Nonetheless, for the past couple days I been receiving emails from some guy spamming me with messages intended for the Alice Blue Review. How these messages are finding their way to my inbox I have no idea (anymore than I can fathom why messages that are intended for me occasionally don’t arrive at all). What is clear is this guy named Louis Marvin is intent on getting ABR’s poetry editor, Amber Nelson, to visit his website where he has posted some poems.
Forget about the fact that poetry editors almost never accept work posted on a personal website (I say, “almost never” because I have, on a few occasions, published poetry first posted to a personal website. However, those poets were writers I’d previously published whose work I liked) — no, what is truly strange is the email message itself:
if you google: Louis Marvin Poems
writings that are from today to recent pasts come up from poems, editorials and prose stuffs.
another great day in hawaii!
fish and turtles are fed, plants watered, child tutored, and my teeth cleaned at kahala mall! listen to YES sometime and you lose your mean bones!
Right now, I’m wondering if I should forward this message to Amber Nelson.
09/06/2011*Note: “Louis Marvin” contacted me to let me know that his spam mail was an “accident.” He claimed that it was only intended as a private message for a few friends. Not sure I buy that. What kind of mail program is he using that he can accidentally send bulk email like that? And how did I end up on that contact list since I don’t even know the dude?
No Teachee No Writee
There is only one good reason to enroll in a graduate writing program. There are a bunch of bad reasons for enrolling in one. If you want to join the academic writing community and teaching creative writing, that’s a pretty good reason to become a creative writing student. If you want to learn to write, that’s pretty bad reason.
You may think I’m crazy, because the all the enticing literature coming out of Creative writing schools promise that you will be taught certain writerly disciplines that will ultimately make you into a seasoned professional writer.
What actually happens is that you sit around reading the writing of fellow classmates while they read your writing, then you all sit around class critiquing said writing.

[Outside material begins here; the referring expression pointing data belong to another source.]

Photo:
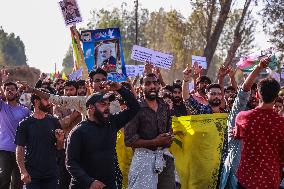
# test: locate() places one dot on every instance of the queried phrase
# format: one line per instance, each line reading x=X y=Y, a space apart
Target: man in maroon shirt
x=262 y=133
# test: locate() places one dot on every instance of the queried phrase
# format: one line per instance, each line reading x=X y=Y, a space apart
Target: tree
x=238 y=32
x=212 y=32
x=273 y=18
x=12 y=49
x=68 y=61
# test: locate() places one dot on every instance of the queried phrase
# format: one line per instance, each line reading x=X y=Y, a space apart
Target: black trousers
x=64 y=175
x=240 y=186
x=9 y=171
x=46 y=183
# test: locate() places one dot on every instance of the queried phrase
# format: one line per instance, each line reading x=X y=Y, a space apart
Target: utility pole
x=136 y=21
x=136 y=24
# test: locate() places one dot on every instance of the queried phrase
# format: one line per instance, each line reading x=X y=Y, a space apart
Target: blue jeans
x=9 y=171
x=46 y=183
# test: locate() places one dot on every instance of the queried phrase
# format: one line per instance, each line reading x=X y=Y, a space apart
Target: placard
x=70 y=12
x=200 y=60
x=103 y=48
x=159 y=59
x=134 y=70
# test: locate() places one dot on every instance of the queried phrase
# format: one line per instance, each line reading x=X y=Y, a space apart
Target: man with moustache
x=201 y=84
x=77 y=103
x=59 y=86
x=150 y=134
x=90 y=156
x=68 y=119
x=39 y=136
x=82 y=88
x=11 y=113
x=179 y=108
x=245 y=100
x=213 y=93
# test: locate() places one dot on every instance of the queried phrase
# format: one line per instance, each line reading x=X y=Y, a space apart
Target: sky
x=40 y=25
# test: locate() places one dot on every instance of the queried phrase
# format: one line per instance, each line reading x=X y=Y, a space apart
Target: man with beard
x=150 y=134
x=261 y=131
x=179 y=108
x=213 y=93
x=59 y=86
x=68 y=119
x=244 y=100
x=78 y=103
x=82 y=88
x=40 y=136
x=91 y=146
x=11 y=113
x=201 y=84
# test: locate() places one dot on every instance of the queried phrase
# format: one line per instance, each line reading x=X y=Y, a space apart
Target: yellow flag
x=197 y=149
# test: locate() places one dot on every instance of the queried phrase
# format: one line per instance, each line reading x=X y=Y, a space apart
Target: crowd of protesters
x=65 y=137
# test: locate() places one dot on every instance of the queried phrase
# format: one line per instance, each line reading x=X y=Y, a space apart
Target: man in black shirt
x=179 y=108
x=90 y=157
x=40 y=136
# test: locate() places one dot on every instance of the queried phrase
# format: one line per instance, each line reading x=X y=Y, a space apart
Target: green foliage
x=248 y=27
x=12 y=49
x=170 y=32
x=273 y=16
x=68 y=62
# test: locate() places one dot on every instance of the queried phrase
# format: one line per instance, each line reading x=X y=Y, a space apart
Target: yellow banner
x=197 y=148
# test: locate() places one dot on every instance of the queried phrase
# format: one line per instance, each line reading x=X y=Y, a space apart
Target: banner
x=156 y=58
x=200 y=60
x=197 y=148
x=103 y=48
x=70 y=12
x=134 y=70
x=248 y=63
x=76 y=75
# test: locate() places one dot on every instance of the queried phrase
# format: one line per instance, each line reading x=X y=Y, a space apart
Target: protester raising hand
x=264 y=62
x=197 y=70
x=110 y=86
x=25 y=177
x=148 y=68
x=97 y=185
x=186 y=78
x=4 y=75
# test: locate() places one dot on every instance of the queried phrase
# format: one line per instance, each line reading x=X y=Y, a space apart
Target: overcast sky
x=40 y=25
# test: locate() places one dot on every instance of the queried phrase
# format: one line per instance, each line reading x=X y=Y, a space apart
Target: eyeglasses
x=215 y=94
x=177 y=92
x=147 y=83
x=99 y=80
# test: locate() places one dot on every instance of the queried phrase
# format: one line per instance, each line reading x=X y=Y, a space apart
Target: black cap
x=203 y=78
x=97 y=97
x=97 y=71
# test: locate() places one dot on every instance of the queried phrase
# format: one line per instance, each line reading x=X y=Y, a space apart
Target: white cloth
x=145 y=167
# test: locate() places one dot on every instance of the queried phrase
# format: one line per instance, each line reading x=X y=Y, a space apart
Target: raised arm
x=125 y=116
x=185 y=83
x=73 y=158
x=253 y=75
x=69 y=102
x=232 y=73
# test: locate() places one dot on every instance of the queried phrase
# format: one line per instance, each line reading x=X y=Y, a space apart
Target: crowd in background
x=64 y=133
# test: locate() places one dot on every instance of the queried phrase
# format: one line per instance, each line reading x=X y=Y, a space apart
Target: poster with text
x=159 y=59
x=70 y=12
x=200 y=60
x=103 y=48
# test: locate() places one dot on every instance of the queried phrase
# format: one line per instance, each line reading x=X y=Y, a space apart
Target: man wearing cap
x=91 y=145
x=200 y=96
x=77 y=103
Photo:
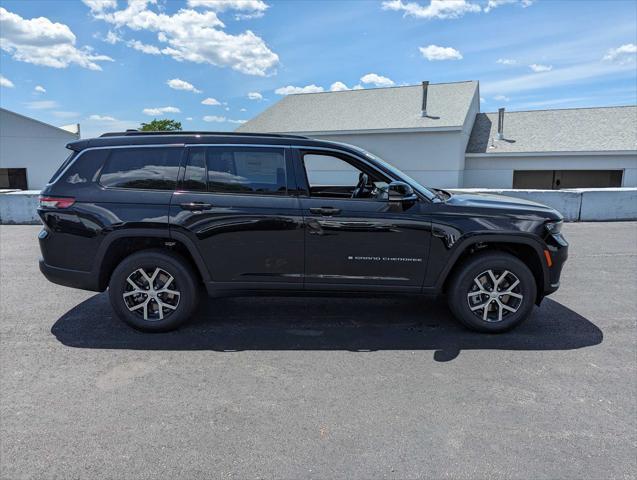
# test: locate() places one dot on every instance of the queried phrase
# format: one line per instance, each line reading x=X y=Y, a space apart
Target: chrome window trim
x=192 y=145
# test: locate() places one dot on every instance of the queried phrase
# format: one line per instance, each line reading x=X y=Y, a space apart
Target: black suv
x=155 y=216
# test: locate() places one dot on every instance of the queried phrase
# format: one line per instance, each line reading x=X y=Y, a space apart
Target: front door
x=236 y=203
x=354 y=236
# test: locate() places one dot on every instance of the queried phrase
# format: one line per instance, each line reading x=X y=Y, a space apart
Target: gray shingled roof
x=369 y=109
x=569 y=130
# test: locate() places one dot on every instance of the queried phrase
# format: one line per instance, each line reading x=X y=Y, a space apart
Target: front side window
x=251 y=170
x=330 y=176
x=144 y=168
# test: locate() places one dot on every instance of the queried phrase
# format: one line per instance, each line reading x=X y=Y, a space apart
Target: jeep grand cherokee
x=153 y=217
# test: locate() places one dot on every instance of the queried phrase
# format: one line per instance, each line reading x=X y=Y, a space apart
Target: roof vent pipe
x=425 y=87
x=500 y=134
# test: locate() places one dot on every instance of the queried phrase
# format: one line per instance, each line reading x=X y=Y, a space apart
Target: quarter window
x=143 y=168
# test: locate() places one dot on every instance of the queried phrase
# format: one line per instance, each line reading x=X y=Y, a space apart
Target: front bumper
x=557 y=247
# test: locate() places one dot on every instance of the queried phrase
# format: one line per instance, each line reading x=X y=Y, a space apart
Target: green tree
x=163 y=125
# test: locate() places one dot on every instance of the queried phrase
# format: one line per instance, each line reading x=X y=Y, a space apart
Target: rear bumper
x=558 y=250
x=69 y=278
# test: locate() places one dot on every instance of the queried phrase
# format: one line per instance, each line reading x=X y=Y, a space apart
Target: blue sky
x=109 y=65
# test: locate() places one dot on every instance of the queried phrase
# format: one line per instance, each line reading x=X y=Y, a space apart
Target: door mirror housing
x=400 y=192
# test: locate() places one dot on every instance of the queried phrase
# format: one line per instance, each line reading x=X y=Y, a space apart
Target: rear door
x=238 y=205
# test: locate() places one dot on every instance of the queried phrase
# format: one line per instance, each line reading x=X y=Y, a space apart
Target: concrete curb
x=586 y=205
x=19 y=208
x=578 y=204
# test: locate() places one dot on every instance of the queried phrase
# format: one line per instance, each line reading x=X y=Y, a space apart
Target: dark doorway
x=13 y=178
x=558 y=179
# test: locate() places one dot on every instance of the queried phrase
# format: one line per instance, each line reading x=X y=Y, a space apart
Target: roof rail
x=139 y=133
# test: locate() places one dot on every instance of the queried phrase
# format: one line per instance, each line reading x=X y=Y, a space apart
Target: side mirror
x=400 y=192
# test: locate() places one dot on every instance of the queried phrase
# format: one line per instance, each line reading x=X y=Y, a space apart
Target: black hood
x=502 y=203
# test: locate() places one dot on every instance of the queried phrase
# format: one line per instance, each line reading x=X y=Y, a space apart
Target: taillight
x=56 y=202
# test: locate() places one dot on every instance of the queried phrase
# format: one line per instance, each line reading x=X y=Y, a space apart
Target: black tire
x=463 y=290
x=178 y=308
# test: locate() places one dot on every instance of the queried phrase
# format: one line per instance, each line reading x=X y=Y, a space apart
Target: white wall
x=30 y=144
x=497 y=171
x=432 y=158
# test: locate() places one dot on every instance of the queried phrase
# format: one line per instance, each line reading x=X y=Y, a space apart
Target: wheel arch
x=526 y=249
x=120 y=244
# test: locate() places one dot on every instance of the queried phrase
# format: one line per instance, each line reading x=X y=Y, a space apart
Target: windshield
x=393 y=170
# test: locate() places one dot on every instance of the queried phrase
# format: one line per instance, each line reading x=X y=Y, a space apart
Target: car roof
x=193 y=138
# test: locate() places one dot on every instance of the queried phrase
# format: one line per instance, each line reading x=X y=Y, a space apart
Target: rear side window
x=65 y=164
x=144 y=168
x=249 y=170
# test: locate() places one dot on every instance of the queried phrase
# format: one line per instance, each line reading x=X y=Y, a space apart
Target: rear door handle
x=327 y=211
x=195 y=206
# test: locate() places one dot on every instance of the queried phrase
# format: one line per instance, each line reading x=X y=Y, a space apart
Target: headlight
x=554 y=227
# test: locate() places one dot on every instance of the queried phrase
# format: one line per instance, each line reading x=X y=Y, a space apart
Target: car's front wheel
x=492 y=292
x=153 y=290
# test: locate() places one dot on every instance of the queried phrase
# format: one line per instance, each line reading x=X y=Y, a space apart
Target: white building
x=30 y=150
x=437 y=135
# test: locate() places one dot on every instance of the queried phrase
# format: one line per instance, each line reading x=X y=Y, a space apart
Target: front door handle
x=327 y=211
x=195 y=206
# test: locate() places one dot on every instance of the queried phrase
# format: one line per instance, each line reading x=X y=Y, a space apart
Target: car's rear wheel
x=154 y=291
x=492 y=292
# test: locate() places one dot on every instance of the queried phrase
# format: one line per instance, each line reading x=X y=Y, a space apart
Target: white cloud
x=5 y=82
x=291 y=90
x=572 y=75
x=220 y=119
x=435 y=53
x=622 y=53
x=179 y=84
x=377 y=80
x=442 y=9
x=210 y=101
x=160 y=110
x=112 y=37
x=338 y=87
x=196 y=36
x=100 y=5
x=538 y=67
x=214 y=118
x=252 y=8
x=65 y=114
x=497 y=3
x=102 y=118
x=144 y=47
x=42 y=104
x=41 y=42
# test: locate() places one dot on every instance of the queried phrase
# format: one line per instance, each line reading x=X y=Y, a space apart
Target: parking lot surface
x=321 y=387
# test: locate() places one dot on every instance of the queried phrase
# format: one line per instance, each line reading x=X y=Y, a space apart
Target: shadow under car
x=319 y=323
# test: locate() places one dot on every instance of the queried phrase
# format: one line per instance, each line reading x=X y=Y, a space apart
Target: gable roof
x=566 y=130
x=368 y=110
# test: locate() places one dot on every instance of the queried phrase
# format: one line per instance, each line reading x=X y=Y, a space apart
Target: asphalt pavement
x=275 y=387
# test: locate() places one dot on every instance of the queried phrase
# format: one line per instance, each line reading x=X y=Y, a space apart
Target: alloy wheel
x=152 y=294
x=494 y=295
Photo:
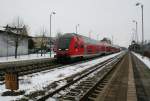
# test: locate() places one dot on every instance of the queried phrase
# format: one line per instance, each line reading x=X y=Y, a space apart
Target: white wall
x=9 y=49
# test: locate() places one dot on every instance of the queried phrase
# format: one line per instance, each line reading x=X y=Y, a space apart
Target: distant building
x=43 y=41
x=7 y=44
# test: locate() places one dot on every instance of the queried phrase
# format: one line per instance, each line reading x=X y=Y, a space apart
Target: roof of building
x=14 y=34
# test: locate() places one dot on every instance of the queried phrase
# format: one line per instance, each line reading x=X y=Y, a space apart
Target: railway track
x=80 y=85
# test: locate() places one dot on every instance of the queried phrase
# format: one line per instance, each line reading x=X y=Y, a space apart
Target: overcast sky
x=104 y=17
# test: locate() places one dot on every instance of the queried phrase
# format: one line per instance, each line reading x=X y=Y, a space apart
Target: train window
x=76 y=45
x=81 y=46
x=63 y=43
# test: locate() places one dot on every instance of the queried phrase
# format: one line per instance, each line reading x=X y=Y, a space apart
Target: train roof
x=86 y=39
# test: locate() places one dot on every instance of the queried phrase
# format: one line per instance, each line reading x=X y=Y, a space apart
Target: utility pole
x=139 y=4
x=52 y=13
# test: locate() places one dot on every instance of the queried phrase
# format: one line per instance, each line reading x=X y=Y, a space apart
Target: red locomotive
x=72 y=45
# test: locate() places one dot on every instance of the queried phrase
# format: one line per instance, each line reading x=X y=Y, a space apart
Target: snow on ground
x=25 y=57
x=146 y=60
x=37 y=81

You will very seldom gain any real insight into your flaws as a writer. In fact, looking to your peers for help is akin to a woman asking on twitter what kind of boyfriend gift to buy. Once you weed out the critics who will never say anything negative about your writing and the ones who never say anything positive, you are left with the guy who’s obsessed with symbolism and the retired school teacher grammar nazi who frets over your spelling or a typo you didn’t catch. Then there is the guy who preferred that you protagonist have a certain color hair or be a smoker or non-smoker or whatever the hell else. The rest of the class will strongly agree or disagree with another student without offering a single independent original thought to back up their reasoning. Ultimately, the prof will play referee and may or may not offer constructive criticism of their own.
What won’t happen is you learning how to write. At best, the professor can only teach you how they write. And your fellow students are just as blind and ignorant as you are. You will exist in that little bubble until you graduate. So unless you are planning to teach or your particularly close to an influential professor who can help you get a literary agent, you will be on your own.